UVVA supporters are coy about the connection. Sen. Orrin
Hatch (R-Utah), a supporter of the act, told CNN in May,
“They say it undermines abortion rights. It does undermine
it. But that’s irrelevant.”
NARAL and other reproductive-rights advocates are supporting
additional penalties for anyone who attacks a pregnant woman.
The “partial-birth abortion” ban, which has been passed
by both houses and is in conference committee, also is more
aggressive than it seems. “Partial-birth abortion is a made-up,
nonscientific term,” says Jaffe. Most people think it refers
to a specific procedure that happens in the third trimester,
he says, when in fact it is incredibly vague in a “very
creative, ingenious effort to incorporate abortions that
happen in the second trimester.”
Bush’s opposition to abortion is well-known, and he made
it even clearer on Aug. 29 when he extended the “global
gag rule” to state department money. The gag rule, an executive
order, prevents U.S. AIDS funding from going to any group
that provides or encourages abortion. But this administration’s
moral absolutism is not limited to the abortion debate.
Quietly, while reaping qualified praise for finally directing
some funds to fighting AIDS in Africa, the Bush administration
has been imposing its rigid sexual mores on the fight against
AIDS at home.
A recently announced policy at the Centers for Disease Control
and Prevention is redirecting AIDS funding toward identifying
and tracking people who are HIV-positive rather than providing
comprehensive risk-prevention and education. “This is going
to defund programs in minority-controlled organizations
that are doing culturally and linguistically appropriate
outreach,” says Mark Hayes, statewide organizer for Housing
Works. They want to “identify and track, with no means to
put people into care,” he continues, saying that he gets
quite nervous hearing “this administration talk about a
. . . national behavior surveillance system.”

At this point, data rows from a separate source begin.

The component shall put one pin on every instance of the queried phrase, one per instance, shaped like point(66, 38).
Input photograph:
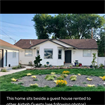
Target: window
point(14, 54)
point(6, 58)
point(59, 54)
point(28, 52)
point(37, 52)
point(48, 53)
point(87, 53)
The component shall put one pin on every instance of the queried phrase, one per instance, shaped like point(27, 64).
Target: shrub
point(64, 75)
point(89, 85)
point(94, 58)
point(70, 65)
point(14, 67)
point(61, 83)
point(45, 65)
point(30, 63)
point(28, 74)
point(3, 70)
point(77, 65)
point(101, 66)
point(34, 85)
point(50, 78)
point(37, 61)
point(103, 78)
point(73, 78)
point(47, 76)
point(65, 72)
point(13, 79)
point(52, 73)
point(60, 78)
point(35, 79)
point(33, 76)
point(20, 83)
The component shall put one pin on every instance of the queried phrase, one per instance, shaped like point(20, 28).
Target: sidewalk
point(14, 71)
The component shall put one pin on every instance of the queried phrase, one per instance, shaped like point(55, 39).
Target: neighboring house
point(9, 54)
point(57, 51)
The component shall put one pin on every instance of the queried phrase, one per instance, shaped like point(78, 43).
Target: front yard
point(82, 74)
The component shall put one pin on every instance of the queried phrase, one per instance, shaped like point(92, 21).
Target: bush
point(61, 83)
point(60, 78)
point(15, 67)
point(65, 72)
point(45, 65)
point(3, 70)
point(34, 85)
point(101, 66)
point(50, 77)
point(64, 75)
point(37, 61)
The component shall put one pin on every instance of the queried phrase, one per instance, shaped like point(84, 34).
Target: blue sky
point(18, 26)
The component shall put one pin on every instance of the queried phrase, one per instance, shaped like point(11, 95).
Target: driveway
point(14, 71)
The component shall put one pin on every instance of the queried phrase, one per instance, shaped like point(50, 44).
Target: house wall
point(55, 47)
point(78, 55)
point(61, 43)
point(26, 59)
point(10, 60)
point(101, 60)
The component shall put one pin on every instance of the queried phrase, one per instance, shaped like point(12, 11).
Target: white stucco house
point(57, 51)
point(9, 54)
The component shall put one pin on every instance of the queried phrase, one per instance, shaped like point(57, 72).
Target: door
point(68, 56)
point(1, 58)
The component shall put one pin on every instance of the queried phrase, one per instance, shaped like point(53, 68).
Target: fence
point(101, 60)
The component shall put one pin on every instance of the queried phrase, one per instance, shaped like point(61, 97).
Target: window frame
point(60, 54)
point(28, 52)
point(37, 52)
point(48, 49)
point(87, 52)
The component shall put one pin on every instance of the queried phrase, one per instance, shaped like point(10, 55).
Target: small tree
point(93, 61)
point(37, 61)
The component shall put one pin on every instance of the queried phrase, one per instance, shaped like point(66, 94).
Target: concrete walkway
point(14, 71)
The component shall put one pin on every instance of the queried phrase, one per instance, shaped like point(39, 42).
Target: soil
point(42, 82)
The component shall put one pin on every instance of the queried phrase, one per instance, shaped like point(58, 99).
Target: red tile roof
point(77, 43)
point(4, 44)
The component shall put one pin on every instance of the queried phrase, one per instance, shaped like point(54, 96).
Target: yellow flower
point(28, 74)
point(61, 82)
point(33, 76)
point(89, 79)
point(79, 74)
point(14, 80)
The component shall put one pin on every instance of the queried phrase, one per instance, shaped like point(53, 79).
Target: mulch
point(42, 82)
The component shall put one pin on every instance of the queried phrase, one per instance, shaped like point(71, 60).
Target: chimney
point(92, 33)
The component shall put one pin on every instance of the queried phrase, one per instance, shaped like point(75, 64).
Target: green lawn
point(6, 85)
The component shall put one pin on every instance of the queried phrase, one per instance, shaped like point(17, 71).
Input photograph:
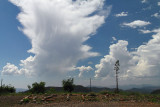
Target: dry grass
point(76, 100)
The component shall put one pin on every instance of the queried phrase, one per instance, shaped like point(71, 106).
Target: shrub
point(7, 89)
point(68, 85)
point(37, 87)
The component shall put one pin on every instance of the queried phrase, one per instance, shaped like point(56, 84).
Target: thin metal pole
point(90, 85)
point(1, 82)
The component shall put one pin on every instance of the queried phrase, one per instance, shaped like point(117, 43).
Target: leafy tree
point(37, 87)
point(68, 85)
point(7, 89)
point(116, 68)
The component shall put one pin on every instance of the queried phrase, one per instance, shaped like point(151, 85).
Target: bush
point(37, 87)
point(51, 90)
point(7, 89)
point(68, 85)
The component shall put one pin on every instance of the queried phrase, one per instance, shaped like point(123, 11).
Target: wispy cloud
point(136, 23)
point(143, 62)
point(145, 31)
point(122, 14)
point(156, 15)
point(83, 69)
point(144, 1)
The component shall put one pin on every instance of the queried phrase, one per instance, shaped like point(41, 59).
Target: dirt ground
point(75, 101)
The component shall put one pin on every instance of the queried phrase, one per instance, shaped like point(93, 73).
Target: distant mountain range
point(20, 90)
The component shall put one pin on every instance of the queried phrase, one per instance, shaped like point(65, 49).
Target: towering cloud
point(57, 30)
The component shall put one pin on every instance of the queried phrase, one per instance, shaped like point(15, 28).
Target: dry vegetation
point(103, 99)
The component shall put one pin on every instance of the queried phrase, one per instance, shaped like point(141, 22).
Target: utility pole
point(116, 68)
point(1, 82)
point(90, 85)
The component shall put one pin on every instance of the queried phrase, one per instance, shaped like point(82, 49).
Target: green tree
point(116, 68)
point(7, 89)
point(37, 87)
point(68, 85)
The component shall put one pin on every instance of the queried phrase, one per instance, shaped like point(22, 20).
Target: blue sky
point(81, 40)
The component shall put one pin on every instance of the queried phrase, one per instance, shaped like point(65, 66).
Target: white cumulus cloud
point(10, 69)
point(83, 69)
point(136, 23)
point(57, 30)
point(157, 15)
point(144, 1)
point(122, 14)
point(144, 62)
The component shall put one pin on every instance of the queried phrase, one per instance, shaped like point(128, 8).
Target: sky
point(52, 40)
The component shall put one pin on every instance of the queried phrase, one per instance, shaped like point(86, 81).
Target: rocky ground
point(78, 100)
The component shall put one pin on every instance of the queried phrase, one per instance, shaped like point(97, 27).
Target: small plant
point(68, 85)
point(104, 92)
point(26, 100)
point(7, 89)
point(92, 94)
point(51, 90)
point(37, 87)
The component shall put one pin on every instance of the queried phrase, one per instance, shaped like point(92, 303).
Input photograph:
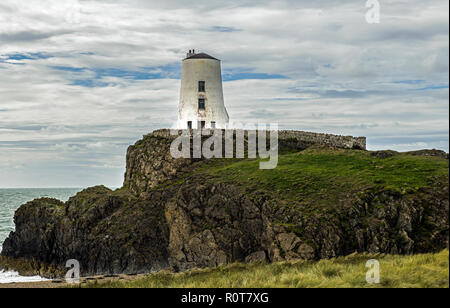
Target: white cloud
point(387, 81)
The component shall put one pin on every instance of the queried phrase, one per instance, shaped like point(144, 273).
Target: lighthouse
point(201, 97)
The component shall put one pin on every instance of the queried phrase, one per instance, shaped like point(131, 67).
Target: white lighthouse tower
point(201, 98)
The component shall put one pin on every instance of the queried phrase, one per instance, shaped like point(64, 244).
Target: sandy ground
point(62, 283)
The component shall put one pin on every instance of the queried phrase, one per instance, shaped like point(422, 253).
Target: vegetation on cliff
point(418, 271)
point(319, 203)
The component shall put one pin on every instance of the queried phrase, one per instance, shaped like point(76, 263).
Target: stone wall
point(337, 141)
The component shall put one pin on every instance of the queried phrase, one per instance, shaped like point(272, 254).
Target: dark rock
point(256, 257)
point(156, 223)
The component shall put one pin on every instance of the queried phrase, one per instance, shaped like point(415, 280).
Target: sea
point(10, 201)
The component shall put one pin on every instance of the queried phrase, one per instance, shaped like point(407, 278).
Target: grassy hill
point(418, 271)
point(323, 175)
point(319, 203)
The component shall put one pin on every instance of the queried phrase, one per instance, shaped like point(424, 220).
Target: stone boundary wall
point(337, 141)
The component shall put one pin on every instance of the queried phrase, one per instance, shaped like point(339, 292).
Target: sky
point(81, 80)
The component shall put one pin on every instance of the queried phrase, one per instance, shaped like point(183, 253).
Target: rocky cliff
point(321, 202)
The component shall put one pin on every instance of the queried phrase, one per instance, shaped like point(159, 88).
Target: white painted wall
point(208, 70)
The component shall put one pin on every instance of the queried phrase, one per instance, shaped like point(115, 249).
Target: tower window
point(201, 86)
point(201, 103)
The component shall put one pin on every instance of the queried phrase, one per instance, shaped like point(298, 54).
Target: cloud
point(81, 80)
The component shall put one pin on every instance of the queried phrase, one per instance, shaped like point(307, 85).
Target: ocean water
point(10, 201)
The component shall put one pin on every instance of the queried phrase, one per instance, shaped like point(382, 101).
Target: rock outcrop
point(169, 216)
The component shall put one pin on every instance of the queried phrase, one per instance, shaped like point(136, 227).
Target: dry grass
point(418, 271)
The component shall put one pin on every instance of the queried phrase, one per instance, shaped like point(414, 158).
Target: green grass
point(418, 271)
point(322, 175)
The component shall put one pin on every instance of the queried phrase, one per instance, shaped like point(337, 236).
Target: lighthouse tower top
point(201, 96)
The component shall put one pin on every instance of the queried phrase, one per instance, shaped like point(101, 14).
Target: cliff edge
point(325, 199)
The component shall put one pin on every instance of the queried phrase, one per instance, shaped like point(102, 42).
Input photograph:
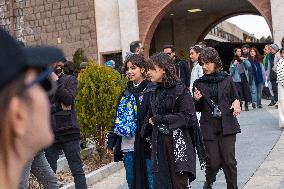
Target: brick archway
point(150, 13)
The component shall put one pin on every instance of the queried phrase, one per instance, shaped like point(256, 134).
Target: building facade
point(104, 28)
point(228, 32)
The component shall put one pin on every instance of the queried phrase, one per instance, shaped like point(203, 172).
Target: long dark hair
point(236, 57)
point(165, 62)
point(257, 58)
point(136, 60)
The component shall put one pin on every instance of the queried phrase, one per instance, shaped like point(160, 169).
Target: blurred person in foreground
point(25, 117)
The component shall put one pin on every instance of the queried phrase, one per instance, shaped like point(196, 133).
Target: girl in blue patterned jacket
point(133, 150)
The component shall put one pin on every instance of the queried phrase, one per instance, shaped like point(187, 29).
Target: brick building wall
point(68, 24)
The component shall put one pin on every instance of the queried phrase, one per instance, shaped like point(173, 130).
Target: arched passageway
point(191, 27)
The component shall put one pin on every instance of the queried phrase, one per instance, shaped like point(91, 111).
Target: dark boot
point(246, 106)
point(207, 185)
point(272, 103)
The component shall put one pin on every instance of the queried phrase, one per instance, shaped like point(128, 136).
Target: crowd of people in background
point(169, 111)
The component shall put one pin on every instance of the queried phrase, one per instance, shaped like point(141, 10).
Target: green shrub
point(98, 90)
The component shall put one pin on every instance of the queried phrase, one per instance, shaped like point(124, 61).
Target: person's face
point(208, 68)
point(252, 53)
point(134, 73)
point(193, 55)
point(266, 50)
point(273, 51)
point(245, 50)
point(156, 75)
point(140, 49)
point(30, 118)
point(238, 52)
point(170, 52)
point(58, 68)
point(282, 54)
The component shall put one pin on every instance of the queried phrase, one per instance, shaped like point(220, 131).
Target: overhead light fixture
point(194, 10)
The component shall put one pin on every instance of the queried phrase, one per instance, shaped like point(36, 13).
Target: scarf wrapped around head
point(266, 59)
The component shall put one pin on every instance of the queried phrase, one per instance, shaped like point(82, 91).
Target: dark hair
point(165, 62)
point(258, 57)
point(69, 68)
point(281, 50)
point(235, 49)
point(137, 60)
point(196, 48)
point(173, 49)
point(210, 55)
point(134, 45)
point(245, 46)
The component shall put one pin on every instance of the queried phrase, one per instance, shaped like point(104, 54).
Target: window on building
point(117, 58)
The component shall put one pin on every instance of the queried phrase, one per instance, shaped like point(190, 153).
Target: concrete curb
point(62, 163)
point(98, 175)
point(269, 175)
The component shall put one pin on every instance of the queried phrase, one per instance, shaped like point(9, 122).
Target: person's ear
point(17, 116)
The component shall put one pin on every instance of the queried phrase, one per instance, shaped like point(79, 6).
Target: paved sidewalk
point(259, 152)
point(270, 175)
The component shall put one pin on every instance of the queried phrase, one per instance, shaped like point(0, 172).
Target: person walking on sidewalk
point(216, 97)
point(275, 57)
point(280, 81)
point(172, 117)
point(196, 71)
point(268, 62)
point(65, 126)
point(240, 71)
point(125, 140)
point(24, 108)
point(259, 77)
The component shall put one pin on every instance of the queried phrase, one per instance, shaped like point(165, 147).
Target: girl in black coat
point(172, 116)
point(217, 99)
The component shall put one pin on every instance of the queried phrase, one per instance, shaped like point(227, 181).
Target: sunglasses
point(43, 80)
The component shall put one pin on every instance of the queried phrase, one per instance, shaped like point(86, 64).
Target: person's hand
point(65, 107)
point(236, 106)
point(197, 94)
point(53, 76)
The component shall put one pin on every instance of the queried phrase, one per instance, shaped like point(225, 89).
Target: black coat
point(227, 94)
point(114, 140)
point(64, 123)
point(182, 71)
point(179, 115)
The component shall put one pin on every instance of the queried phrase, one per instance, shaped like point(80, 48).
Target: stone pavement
point(259, 152)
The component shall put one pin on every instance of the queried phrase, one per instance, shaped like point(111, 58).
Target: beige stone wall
point(68, 24)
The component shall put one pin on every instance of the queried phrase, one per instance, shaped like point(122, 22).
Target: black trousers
point(221, 154)
point(274, 89)
point(167, 177)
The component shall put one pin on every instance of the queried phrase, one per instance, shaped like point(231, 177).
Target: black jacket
point(64, 123)
point(182, 71)
point(227, 93)
point(174, 107)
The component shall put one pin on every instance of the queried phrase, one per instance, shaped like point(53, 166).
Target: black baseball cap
point(15, 58)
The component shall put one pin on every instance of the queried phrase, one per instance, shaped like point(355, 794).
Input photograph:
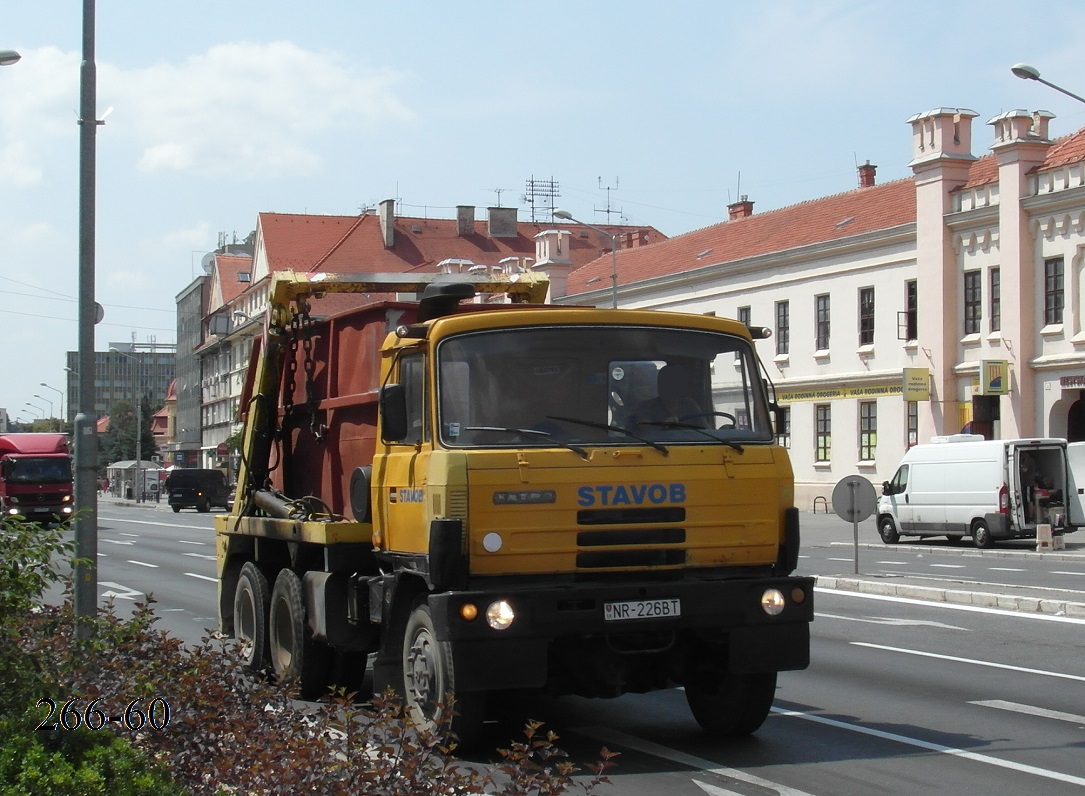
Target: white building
point(966, 281)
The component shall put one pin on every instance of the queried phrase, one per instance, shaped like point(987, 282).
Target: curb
point(978, 599)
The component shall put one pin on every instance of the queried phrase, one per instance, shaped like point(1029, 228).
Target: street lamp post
point(1031, 73)
point(42, 398)
point(565, 215)
point(61, 393)
point(138, 486)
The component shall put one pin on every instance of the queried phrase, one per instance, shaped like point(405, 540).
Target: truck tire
point(252, 601)
point(294, 654)
point(737, 705)
point(981, 535)
point(429, 678)
point(886, 529)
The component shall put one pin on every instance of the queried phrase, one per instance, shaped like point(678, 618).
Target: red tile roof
point(354, 244)
point(844, 215)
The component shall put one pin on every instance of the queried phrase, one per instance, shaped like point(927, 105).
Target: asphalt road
point(904, 695)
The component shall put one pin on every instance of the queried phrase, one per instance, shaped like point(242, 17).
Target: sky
point(663, 113)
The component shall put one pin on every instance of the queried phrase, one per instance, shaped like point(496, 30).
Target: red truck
point(36, 477)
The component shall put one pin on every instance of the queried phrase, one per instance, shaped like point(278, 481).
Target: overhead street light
point(61, 393)
point(1031, 73)
point(566, 216)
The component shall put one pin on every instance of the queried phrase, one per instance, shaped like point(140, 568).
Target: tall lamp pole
point(566, 216)
point(86, 421)
point(1031, 73)
point(138, 486)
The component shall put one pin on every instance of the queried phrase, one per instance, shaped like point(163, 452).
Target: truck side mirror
point(393, 407)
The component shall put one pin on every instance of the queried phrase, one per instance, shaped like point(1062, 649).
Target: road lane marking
point(898, 623)
point(990, 664)
point(1030, 710)
point(665, 753)
point(1047, 773)
point(953, 606)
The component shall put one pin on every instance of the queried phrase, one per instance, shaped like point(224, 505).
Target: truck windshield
point(29, 470)
point(599, 385)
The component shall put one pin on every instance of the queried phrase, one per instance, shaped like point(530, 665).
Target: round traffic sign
point(854, 499)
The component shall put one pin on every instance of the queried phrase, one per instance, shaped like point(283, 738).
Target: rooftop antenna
point(609, 210)
point(540, 195)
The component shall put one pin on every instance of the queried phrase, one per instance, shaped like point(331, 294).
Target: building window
point(1052, 291)
point(821, 329)
point(868, 431)
point(783, 422)
point(973, 302)
point(822, 436)
point(911, 310)
point(782, 328)
point(867, 317)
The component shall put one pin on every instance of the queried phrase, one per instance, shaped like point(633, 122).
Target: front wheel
point(981, 535)
point(886, 529)
point(735, 706)
point(430, 680)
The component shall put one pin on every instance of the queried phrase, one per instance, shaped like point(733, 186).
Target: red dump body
point(346, 371)
point(36, 476)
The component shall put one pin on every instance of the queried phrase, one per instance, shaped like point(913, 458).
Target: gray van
point(196, 488)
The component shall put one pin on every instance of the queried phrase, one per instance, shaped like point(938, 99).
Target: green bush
point(229, 732)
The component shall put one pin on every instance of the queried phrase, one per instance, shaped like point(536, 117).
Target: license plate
point(642, 610)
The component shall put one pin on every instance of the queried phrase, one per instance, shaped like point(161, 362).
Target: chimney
point(502, 222)
point(742, 208)
point(464, 220)
point(387, 214)
point(867, 175)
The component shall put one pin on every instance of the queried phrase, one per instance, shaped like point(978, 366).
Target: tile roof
point(354, 244)
point(844, 215)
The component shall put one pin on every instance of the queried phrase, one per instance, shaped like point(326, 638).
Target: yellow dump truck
point(483, 498)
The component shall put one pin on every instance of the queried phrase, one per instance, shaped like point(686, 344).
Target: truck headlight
point(499, 615)
point(771, 602)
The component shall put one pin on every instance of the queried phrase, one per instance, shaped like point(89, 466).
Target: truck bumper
point(563, 633)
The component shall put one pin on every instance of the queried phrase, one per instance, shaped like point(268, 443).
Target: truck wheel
point(737, 705)
point(251, 604)
point(888, 530)
point(429, 678)
point(981, 535)
point(294, 654)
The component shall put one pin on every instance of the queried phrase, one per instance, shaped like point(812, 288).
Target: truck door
point(1075, 495)
point(399, 480)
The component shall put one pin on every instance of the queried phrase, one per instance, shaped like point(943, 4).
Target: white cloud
point(245, 110)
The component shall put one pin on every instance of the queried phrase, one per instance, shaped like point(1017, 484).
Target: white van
point(965, 485)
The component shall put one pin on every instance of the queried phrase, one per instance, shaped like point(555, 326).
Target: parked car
point(196, 488)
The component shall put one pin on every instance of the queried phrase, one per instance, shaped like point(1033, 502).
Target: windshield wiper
point(531, 433)
point(700, 429)
point(609, 427)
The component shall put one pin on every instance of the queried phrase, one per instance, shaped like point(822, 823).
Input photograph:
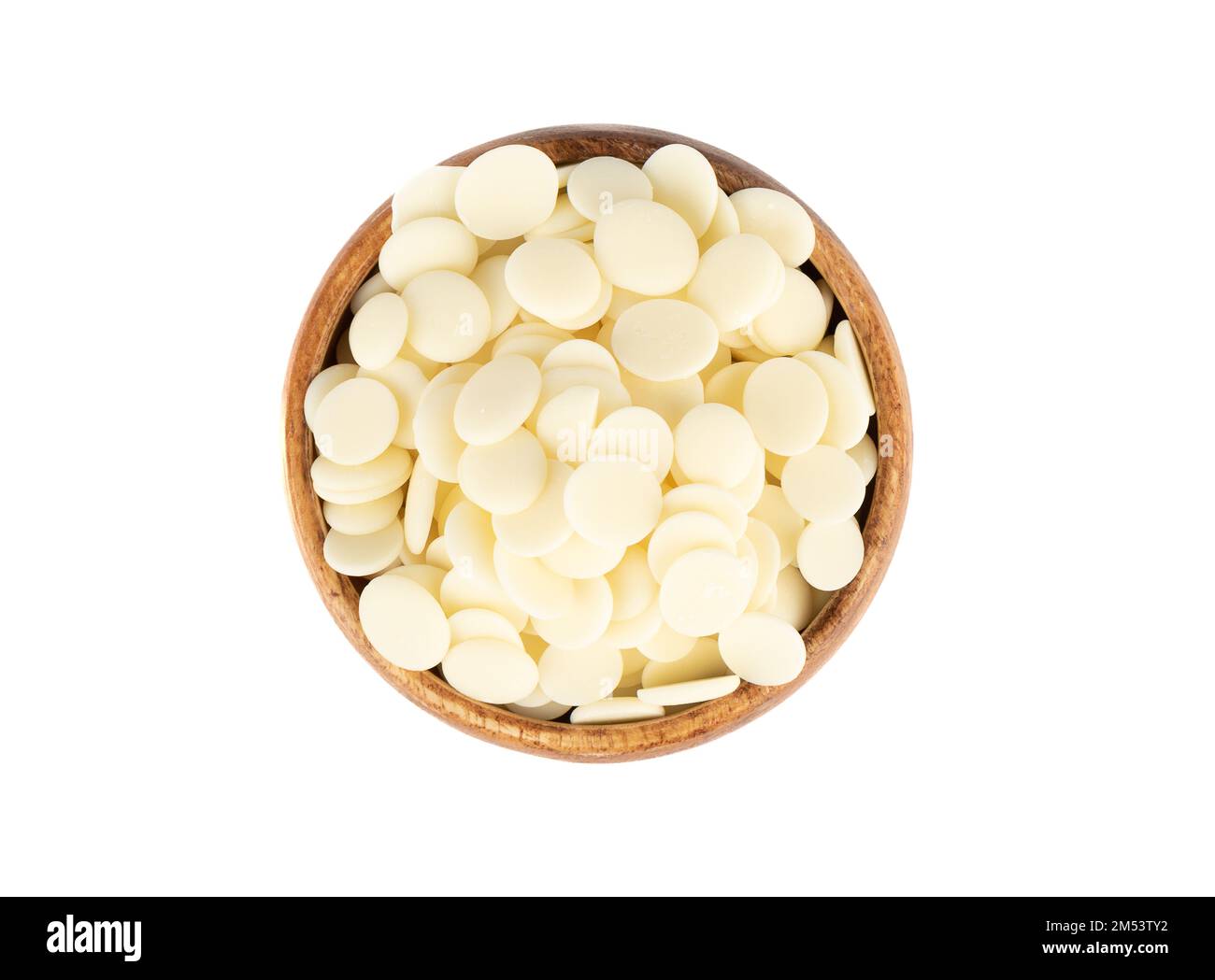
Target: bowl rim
point(638, 740)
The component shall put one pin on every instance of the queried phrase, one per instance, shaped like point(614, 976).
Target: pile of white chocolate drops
point(588, 437)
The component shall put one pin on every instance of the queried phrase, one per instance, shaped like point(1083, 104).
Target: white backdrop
point(1025, 708)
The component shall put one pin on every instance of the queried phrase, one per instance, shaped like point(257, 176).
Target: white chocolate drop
point(824, 485)
point(424, 246)
point(689, 691)
point(615, 709)
point(612, 503)
point(599, 183)
point(737, 279)
point(830, 555)
point(647, 248)
point(705, 590)
point(785, 522)
point(665, 340)
point(847, 351)
point(864, 454)
point(786, 404)
point(797, 320)
point(583, 624)
point(553, 278)
point(404, 622)
point(762, 648)
point(364, 554)
point(579, 676)
point(477, 624)
point(778, 219)
point(491, 671)
point(684, 181)
point(356, 421)
point(326, 381)
point(715, 445)
point(378, 331)
point(703, 660)
point(489, 209)
point(709, 499)
point(681, 533)
point(407, 381)
point(533, 586)
point(542, 527)
point(491, 278)
point(849, 418)
point(497, 400)
point(430, 193)
point(364, 518)
point(449, 316)
point(420, 507)
point(506, 477)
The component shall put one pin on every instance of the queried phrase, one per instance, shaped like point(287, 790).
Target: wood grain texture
point(886, 506)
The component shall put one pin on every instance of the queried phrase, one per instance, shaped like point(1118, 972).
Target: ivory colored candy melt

Even more chilling, the New York City newsmonthly City
Limits reported in its Sept./Oct. issue that the administration
has launched investigations into and audits of a number
of prominent AIDS-prevention organizations, accusing them
of using CDC money for “promoting sex” in their education
work.
From the insidious to the absurd, there are multiple fronts
to the health care battle, and among advocates on every
side, there’s a sense that the onslaught is just beginning.